~10~

292 36 12
                                        

Wachsam schob Joshua die hölzerne, schwere Tür auf. Stickige Hitze schlug mir entgegen und stechender Rauch.

Hustend trat ich hinter Joshua in das Wirtshaus ein. Im Innenraum saßen zwischen hunderten dicken Kerzen auf massiven Holzbänken und -tischen dicht an dicht saufende Kerle, die ihre Maß Bier in die Luft reckten und gröhlten, als wir zwei neuen Gäste das Haus betraten.

Angewidert versteckte ich mich hinter Joshua vor den vielen, wahnsinnigen Blicken, den von Drogen und Alkohol benebelten Gesichtern.

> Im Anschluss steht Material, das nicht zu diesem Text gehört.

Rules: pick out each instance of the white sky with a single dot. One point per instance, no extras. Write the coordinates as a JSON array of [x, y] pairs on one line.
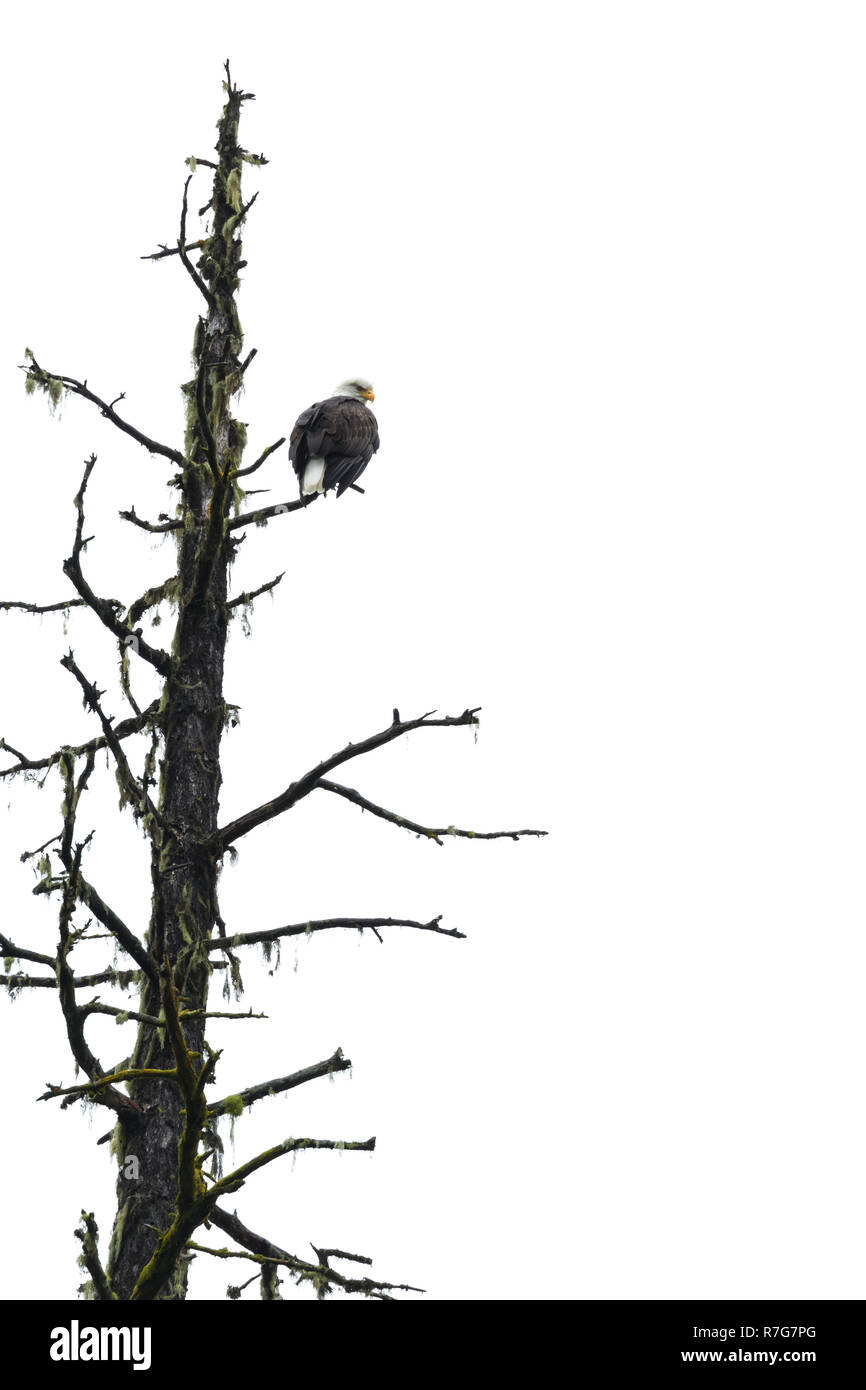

Joshua schlängelte sich durch den überfüllten Raum, bis er eine Lücke an einer dunklen Eichenholztheke erspähen konnte. Hinter dem Tresen stand ein in die Jahre gekommenes Paar mit grauen Haaren und stämmiger Figur, die eine Maß Bier nach der anderen über das Holz hinausgaben. In einer Ecke der Kneipe oder der Bar, was es auch sei, begann eine Prügelei.

Der Mann hinter der Bar feuerte sie laut an, wie der Rest der Besucher ebenfalls, nur die Frau beobachtete den Streit mit einem strengen Blick.

Ich quetschte mich neben Joshua an die Theke, um bei dem Lärm noch etwas verstehen zu können.

"Josh!", rief die Frau freudig, als sie ihn erkannte. Sofort beugte sie sich zu uns über den Tresen.

Er hob grüßend die Hand.

"Hallo, Maren", rief er über das Stimmengewirr der Betrunkenen der bierzapfenden Frau, Maren, zu, " hast du noch ein, zwei Zimmer?"

"Guck dich mal um, Schnucki, drei Versuche hast du zu raten", antwortete sie sarkastisch und knallte ihm ein riesiges Bierglas auf den Tisch. Ablehnend hob er die Hand und schob es mit einem Geht auf mich zu dem Kerl links von ihm weiter.

"Gibt es keine Möglichkeit? Und wenn ich dem Schloss ein paar Zusatzkosten aufhalsen würde?"

Sie warf ihm einen großzügigen Blick zu. "Lass gut sein, eines hab' ich bestimmt noch."

Erleichtert atmete Joshua auf. Dankend kramte er ein paar goldene Geldstücke aus der Tasche seiner dunklen Uniformhose und schob sie über das vermackelte Holz hinüber zu Maren.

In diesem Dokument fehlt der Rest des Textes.